Attention is now turning to the release of minutes from the Federal Reserve’s latest policy meeting, which investors hope will provide further clues about the central bank’s thinking on inflation and future rate moves.

Carol Kong, currency strategist at Commonwealth Bank of Australia, said the Fed minutes are likely to reinforce expectations of tighter monetary policy.

“We continue to expect the FOMC to start a tightening cycle in December,” Kong said, noting that more Fed officials have recently expressed concern about persistent inflationary pressures in the United States.
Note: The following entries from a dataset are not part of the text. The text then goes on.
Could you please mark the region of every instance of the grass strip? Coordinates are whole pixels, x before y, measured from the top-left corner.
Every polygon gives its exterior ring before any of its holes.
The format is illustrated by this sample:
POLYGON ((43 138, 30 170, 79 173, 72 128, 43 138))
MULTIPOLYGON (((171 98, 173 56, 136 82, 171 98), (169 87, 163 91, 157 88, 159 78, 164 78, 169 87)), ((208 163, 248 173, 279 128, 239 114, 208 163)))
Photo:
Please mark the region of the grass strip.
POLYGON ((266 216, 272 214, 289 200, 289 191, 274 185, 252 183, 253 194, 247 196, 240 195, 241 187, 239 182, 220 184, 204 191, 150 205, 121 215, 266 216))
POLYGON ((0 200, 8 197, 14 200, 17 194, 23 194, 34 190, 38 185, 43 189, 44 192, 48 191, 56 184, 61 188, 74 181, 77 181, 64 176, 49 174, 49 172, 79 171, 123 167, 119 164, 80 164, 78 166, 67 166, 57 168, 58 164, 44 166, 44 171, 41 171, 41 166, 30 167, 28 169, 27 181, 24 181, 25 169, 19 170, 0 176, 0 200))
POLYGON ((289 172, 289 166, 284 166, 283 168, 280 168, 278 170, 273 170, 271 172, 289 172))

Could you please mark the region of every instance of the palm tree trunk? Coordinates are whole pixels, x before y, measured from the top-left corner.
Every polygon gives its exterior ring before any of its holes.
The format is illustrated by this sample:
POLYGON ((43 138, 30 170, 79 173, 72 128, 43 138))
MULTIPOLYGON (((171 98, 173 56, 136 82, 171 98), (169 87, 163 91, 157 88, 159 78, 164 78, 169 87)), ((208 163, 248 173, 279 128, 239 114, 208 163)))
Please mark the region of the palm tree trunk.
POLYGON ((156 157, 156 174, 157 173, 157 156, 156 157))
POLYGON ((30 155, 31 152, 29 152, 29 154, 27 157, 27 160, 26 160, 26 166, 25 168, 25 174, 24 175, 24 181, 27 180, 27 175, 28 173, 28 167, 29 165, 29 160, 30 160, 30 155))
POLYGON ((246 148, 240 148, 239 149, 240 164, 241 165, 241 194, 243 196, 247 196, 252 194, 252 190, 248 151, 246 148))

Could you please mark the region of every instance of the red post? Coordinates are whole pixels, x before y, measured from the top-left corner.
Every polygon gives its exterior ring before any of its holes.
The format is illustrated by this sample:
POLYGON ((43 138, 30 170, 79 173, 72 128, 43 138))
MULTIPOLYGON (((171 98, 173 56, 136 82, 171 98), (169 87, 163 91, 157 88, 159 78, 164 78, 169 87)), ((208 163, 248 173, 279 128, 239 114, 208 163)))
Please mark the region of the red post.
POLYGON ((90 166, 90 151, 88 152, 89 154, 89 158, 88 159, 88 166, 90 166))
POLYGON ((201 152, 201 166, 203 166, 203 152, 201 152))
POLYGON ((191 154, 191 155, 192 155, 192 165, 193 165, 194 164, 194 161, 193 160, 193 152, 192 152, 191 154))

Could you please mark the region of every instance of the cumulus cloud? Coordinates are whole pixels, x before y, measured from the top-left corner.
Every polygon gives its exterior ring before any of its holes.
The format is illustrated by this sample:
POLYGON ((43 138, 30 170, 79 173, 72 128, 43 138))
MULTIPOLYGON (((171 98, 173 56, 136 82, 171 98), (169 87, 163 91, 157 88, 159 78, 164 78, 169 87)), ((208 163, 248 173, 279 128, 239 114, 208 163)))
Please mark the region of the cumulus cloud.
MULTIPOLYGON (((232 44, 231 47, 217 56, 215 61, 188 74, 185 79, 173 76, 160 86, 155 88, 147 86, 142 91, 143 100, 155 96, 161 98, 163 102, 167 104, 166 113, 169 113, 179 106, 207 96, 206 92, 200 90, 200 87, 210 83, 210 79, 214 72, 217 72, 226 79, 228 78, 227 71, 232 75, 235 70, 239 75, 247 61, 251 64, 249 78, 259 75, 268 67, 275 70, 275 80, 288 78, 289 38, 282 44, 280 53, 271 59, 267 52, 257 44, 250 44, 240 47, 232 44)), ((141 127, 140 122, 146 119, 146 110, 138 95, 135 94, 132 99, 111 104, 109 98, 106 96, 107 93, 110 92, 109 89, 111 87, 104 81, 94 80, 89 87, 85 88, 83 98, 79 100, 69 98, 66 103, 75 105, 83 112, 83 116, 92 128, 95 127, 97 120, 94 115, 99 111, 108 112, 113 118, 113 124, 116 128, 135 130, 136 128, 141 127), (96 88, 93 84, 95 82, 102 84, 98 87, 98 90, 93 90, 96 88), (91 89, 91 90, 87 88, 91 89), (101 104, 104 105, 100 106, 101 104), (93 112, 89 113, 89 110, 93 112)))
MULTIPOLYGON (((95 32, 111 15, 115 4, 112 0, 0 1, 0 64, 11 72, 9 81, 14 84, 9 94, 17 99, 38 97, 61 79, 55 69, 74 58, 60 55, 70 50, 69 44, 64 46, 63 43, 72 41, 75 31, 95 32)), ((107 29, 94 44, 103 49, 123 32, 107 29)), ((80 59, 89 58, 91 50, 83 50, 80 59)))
The stronger dollar weighed heavily on major currencies, with the euro slipping to around $1.16025 after touching its weakest level since early April. The British pound also remained under pressure near $1.34, close to a six-week low.

Commodity-linked currencies struggled as risk appetite weakened globally. The Australian dollar traded at $0.7105, while the New Zealand dollar hovered near $0.5834, both remaining close to five-week lows.

Emerging-market currencies have been among the biggest casualties of the latest wave of dollar strength and rising Treasury yields. The Indian rupee and Indonesian rupiah both extended losses to fresh record lows as investors pulled funds toward safer U.S. assets.

Meanwhile, the Japanese yen once again returned to levels that previously triggered intervention by Japanese authorities.

The dollar climbed close to the psychologically important 160-yen mark, reviving speculation that Tokyo could step back into currency markets to support the battered Japanese currency.

Japanese officials had intervened several times in late April and early May in an attempt to halt the yen’s rapid decline, though the impact proved temporary.

On Wednesday, the yen traded slightly firmer at 158.93 per dollar after comments from U.S. Treasury Secretary Scott Bessent appeared to support the possibility of additional interest rate hikes by the Bank of Japan.

Bessent said he was confident Bank of Japan Governor Kazuo Ueda would take necessary action if given sufficient independence by the Japanese government, a remark analysts interpreted as Washington backing tighter Japanese monetary policy.

Christopher Wong, currency strategist at OCBC, warned that while intervention risks may discourage aggressive bets against the yen, broader market fundamentals continue to favour dollar strength.

“Intervention risk should make markets more cautious about chasing dollar/yen higher, but unless U.S. Treasury yields and the broad USD soften, official action may only temporarily slow the move rather than reverse it,” Wong said.